Background: Accurate documentation of the patient’s diagnoses helps to reflect the severity of illness which has several downstream impacts: clinical outcomes data, risk stratification, hospital quality metrics data such as readmission and mortality index, hospital reimbursement. For this reason, our health system has various ongoing initiatives on clinical documentation to improve the specification of certain high yield diagnoses. Recently, atrial fibrillation was recognized as an area of opportunity at our quaternary care institution. There are five classifications of atrial fibrillation: paroxysmal atrial fibrillation, chronic atrial fibrillation, persistent atrial fibrillation, longstanding persistent atrial fibrillation, permanent atrial fibrillation. Each classification except paroxysmal atrial fibrillation is considered a comorbid condition (CC) according to the Centers for Medicare and Medicaid Services (CMS) guideline.
Purpose: We aimed to raise awareness and improve the physician and advanced care providers’ (ACP) documentation of atrial fibrillation specificity.
Description: A series of meetings took place with the representatives of the Clinical Documentation Improvement (CDI) team, Informatics Team, physician leads from the Department of Cardiology and Hospital Medicine to develop strategies around education and streamlining the documentation process. We provided educational sessions focusing on the importance of this initiative and the definition of five classifications of atrial fibrillation to full-time hospitalists, voluntary attendings, Internal Medicine residents, and Advanced Care Providers (ACP). One anticipated challenge for the physicians and ACP we hoped to address was the difficulty with memorizing the definition of each atrial fibrillation classification. To mitigate this barrier, we created macros with templated text in our electronic medical record that outlined the definition of each atrial fibrillation classification. This facilitated the process by which any physician or ACP can easily incorporate the macros into their note to review the corresponding definition of each atrial fibrillation classification and select the one that is pertinent to their patient. We instituted a weekly reminder email to members of the inpatient faculty Cardiology consult team and conducted random chart audits to provide feedback to physicians if atrial fibrillation diagnosis was unspecified in their documentation. This direct feedback mechanism helped to reinforce education and allowed an opportunity for the physicians to make modifications in their documentation in real-time.

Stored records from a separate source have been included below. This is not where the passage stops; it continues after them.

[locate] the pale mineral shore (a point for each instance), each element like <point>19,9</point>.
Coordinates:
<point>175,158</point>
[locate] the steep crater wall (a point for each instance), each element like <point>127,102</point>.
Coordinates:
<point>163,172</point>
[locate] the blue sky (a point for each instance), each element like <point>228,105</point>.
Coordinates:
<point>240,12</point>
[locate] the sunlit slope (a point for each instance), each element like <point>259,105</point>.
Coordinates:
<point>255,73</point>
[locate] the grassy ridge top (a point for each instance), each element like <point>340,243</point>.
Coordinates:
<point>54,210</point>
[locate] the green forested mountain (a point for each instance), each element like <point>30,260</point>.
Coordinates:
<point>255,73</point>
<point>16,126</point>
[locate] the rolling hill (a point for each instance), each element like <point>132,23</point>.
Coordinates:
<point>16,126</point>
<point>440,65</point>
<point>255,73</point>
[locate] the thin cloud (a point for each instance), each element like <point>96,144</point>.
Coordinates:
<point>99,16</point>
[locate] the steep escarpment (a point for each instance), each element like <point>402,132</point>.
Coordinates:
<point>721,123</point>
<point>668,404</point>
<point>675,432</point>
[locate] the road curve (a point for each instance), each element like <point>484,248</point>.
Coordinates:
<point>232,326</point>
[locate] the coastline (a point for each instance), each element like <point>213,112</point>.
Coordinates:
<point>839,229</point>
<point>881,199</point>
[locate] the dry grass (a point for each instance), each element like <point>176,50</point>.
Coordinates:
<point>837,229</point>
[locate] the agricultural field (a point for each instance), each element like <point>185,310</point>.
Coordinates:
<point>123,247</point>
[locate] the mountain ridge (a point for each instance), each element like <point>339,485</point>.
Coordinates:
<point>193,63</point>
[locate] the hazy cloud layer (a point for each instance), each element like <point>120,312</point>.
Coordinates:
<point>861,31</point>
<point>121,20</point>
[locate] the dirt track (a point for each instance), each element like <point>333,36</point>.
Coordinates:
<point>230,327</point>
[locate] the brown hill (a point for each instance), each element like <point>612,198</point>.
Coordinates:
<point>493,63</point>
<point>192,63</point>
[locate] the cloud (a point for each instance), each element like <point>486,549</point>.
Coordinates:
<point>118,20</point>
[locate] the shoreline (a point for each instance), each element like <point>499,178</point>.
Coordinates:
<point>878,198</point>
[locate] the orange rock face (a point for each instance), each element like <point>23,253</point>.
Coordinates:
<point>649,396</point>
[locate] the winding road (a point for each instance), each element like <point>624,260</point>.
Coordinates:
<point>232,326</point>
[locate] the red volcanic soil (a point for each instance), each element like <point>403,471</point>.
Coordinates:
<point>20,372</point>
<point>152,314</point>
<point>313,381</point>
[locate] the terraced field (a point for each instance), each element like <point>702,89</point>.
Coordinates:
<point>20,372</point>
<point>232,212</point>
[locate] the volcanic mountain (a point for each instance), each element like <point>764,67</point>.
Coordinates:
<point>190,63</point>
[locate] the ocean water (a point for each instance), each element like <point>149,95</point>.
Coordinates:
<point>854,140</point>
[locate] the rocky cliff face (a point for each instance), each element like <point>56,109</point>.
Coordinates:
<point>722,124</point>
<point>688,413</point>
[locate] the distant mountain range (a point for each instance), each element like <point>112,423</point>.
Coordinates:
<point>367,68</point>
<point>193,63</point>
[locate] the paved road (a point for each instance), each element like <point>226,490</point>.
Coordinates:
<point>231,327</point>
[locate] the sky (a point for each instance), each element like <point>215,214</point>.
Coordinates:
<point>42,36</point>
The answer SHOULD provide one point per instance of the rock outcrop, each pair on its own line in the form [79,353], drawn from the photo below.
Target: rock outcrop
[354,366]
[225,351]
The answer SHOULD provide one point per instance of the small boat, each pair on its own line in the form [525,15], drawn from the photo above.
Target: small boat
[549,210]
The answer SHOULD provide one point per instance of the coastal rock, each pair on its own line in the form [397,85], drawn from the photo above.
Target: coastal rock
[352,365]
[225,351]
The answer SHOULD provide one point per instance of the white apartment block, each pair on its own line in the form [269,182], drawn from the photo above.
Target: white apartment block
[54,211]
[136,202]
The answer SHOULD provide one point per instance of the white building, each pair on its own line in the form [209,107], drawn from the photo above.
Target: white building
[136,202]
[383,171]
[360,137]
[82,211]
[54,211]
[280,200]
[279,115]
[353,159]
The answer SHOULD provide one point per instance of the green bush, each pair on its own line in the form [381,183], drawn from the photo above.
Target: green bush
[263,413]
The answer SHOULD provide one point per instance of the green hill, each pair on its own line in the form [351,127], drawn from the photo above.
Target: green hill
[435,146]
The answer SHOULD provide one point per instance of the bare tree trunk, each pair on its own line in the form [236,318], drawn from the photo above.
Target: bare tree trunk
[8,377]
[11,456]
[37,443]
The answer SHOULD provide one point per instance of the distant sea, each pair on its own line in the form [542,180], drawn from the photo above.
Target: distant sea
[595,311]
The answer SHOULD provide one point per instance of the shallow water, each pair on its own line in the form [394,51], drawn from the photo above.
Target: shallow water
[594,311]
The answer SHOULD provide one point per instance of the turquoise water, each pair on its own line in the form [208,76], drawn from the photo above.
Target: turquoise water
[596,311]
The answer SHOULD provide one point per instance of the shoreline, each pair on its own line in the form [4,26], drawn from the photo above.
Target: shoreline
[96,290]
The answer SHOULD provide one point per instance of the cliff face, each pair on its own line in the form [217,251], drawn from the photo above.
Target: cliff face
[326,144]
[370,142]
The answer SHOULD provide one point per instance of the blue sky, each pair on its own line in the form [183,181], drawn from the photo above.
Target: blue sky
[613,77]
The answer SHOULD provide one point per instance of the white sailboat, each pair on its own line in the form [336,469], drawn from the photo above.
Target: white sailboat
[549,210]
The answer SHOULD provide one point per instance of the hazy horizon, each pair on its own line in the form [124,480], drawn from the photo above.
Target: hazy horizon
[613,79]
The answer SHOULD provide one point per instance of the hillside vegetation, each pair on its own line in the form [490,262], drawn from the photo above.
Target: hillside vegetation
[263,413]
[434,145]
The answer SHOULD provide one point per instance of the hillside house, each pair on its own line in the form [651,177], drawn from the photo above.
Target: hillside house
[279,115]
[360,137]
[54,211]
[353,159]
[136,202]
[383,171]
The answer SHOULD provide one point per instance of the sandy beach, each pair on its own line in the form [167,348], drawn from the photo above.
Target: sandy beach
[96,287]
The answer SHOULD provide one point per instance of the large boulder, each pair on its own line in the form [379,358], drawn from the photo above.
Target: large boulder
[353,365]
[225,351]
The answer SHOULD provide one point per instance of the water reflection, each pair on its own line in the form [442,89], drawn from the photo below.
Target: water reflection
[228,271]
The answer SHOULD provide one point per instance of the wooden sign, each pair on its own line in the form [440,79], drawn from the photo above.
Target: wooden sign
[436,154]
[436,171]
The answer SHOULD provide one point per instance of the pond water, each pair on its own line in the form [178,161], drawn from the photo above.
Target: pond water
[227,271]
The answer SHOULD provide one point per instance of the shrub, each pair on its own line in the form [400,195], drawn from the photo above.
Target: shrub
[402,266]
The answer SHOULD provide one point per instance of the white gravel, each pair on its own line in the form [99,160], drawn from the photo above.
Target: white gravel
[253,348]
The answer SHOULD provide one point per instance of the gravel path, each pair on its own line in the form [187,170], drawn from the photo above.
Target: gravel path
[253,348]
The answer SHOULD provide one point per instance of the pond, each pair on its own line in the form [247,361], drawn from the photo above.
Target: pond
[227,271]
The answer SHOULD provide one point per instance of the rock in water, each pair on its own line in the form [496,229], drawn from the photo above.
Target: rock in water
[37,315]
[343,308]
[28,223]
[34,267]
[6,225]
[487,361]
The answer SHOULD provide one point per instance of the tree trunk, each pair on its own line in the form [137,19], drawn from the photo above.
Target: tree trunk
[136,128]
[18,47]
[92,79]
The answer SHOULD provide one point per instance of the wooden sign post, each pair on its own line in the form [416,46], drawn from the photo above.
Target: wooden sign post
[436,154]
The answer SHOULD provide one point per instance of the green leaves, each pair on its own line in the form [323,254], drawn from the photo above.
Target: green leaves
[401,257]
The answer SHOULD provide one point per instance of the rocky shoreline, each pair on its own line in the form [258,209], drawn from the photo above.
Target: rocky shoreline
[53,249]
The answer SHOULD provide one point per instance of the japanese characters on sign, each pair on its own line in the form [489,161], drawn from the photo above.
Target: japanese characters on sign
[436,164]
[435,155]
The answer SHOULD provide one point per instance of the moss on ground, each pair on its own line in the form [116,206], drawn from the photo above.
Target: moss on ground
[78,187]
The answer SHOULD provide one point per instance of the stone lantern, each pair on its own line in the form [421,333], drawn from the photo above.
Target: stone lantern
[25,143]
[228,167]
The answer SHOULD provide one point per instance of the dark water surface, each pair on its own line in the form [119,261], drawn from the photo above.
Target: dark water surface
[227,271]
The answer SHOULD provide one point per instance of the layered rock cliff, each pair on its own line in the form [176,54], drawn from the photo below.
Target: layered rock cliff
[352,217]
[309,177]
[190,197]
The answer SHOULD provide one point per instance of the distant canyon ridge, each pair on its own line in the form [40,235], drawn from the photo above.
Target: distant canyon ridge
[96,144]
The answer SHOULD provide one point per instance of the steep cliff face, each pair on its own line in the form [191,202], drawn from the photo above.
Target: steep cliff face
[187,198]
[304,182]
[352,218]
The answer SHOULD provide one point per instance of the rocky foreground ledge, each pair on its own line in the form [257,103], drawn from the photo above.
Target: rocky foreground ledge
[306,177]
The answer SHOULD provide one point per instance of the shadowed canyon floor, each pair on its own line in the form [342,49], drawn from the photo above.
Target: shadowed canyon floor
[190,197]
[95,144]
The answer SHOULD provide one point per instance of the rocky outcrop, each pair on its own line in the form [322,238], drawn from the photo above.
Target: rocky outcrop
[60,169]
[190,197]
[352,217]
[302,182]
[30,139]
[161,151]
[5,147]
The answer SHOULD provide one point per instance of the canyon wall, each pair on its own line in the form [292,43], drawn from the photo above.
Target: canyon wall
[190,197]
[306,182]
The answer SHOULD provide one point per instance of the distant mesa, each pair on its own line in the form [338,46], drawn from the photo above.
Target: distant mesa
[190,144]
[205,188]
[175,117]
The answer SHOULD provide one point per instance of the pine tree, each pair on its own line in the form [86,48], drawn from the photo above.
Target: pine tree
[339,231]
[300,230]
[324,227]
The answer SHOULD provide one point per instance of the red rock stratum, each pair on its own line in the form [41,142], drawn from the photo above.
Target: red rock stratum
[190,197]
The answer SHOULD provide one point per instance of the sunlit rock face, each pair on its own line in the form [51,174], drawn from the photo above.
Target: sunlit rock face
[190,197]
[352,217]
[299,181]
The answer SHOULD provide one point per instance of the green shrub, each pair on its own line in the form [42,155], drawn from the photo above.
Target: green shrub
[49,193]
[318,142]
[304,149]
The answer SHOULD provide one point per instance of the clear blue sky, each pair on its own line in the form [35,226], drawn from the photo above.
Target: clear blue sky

Conclusions: Before this initiative, the average compliance rate for the atrial fibrillation specificity in our documentation was 54% in 2020 through the early part of 2021. Since the implementation of our strategies in April 2021, we have seen a steady improvement in our atrial fibrillation specificity documentation compliance rate. Of the total cases with atrial fibrillation diagnosis, 63.9% were specified in April and 75.3% in October 2021 with an average of 68.4% compliance rate over a span of seven months. The medical patients cared for by the full-time hospitalist and the voluntary group together make up approximately 56% of the total cases of atrial fibrillation in our hospital and they proved to be the biggest driver in the overall improvement with an average of 70.7% compliance rate for the voluntary group and 76.6% for the fulltime hospitalist group since April through October 2021.